964人が本棚に入れています
本棚に追加
この二人は男性同士で愛し合っていて、もうすぐ結婚間近と聞いていたが、なるほど似合いのカップルだと納得させられる。おそらくは鐘崎の方が亭主で、一之宮という綺麗な男の方が妻という立ち位置なのだろうということは、女性の美紅にも想像できてしまうようなカップルであった。
「皆さん初めまして、高美紅です。焔さん、ご友人の鐘崎さん、一之宮さん、いらして早々にお手を煩わせてしまい申し訳ありませんわ」
美紅が挨拶すると、三人は「本当に美人だ!」と言っては風の肩をつつく勢いで感嘆の声をあげた。
「兄貴から電話で聞いてはいたが……本当に素敵な女性で驚いてます。
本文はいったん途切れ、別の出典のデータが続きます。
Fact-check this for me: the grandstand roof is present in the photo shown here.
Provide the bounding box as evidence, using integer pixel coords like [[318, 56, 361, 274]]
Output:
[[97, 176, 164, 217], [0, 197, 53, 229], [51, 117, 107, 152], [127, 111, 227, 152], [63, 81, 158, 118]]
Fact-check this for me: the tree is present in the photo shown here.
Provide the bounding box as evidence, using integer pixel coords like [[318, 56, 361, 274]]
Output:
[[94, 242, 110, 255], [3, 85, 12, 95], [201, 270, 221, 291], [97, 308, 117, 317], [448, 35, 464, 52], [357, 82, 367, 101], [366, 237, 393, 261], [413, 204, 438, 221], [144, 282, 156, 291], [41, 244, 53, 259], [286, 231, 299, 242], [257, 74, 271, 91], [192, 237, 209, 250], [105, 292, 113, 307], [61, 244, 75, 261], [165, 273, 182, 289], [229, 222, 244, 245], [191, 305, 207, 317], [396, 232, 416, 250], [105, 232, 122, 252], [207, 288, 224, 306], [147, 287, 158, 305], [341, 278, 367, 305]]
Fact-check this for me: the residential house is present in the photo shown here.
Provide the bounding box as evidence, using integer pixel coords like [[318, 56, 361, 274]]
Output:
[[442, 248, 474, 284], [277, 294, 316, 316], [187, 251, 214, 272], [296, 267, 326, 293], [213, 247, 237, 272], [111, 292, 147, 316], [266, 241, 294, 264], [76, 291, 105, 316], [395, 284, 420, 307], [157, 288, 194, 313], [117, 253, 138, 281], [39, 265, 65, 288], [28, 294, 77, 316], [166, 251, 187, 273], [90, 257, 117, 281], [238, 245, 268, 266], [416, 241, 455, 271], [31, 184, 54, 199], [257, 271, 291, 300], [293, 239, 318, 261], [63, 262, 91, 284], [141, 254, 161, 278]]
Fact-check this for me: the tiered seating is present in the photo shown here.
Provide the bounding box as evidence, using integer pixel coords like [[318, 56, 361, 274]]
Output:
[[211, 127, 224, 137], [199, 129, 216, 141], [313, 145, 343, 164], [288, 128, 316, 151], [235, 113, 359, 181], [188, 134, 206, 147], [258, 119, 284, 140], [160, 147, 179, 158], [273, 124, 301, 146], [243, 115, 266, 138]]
どうぞ末永く兄貴をよろしくお願いします」
弟の焔にそう言われて美紅も頬を染めながらうなずいた。
「それはそうと、こんなふざけたことをしでかした張本人は何処へ行ったんだ」
焔の友の鐘崎が辺りを見回しながら言う。
「そういやそうだな」
美紅の安全を確認したことですっかり安堵していたが、企てた張本人の優秦の姿が見えないことに気付く。
「ふん、どうせ二階辺りに潜り込んだってところだろう」
焔が『俺が見てくる』と言って、フットワークも軽く階段を駆け上がって行き、少しすると優秦の首根っこを掴むようにしながら戻って来た。
最初のコメントを投稿しよう!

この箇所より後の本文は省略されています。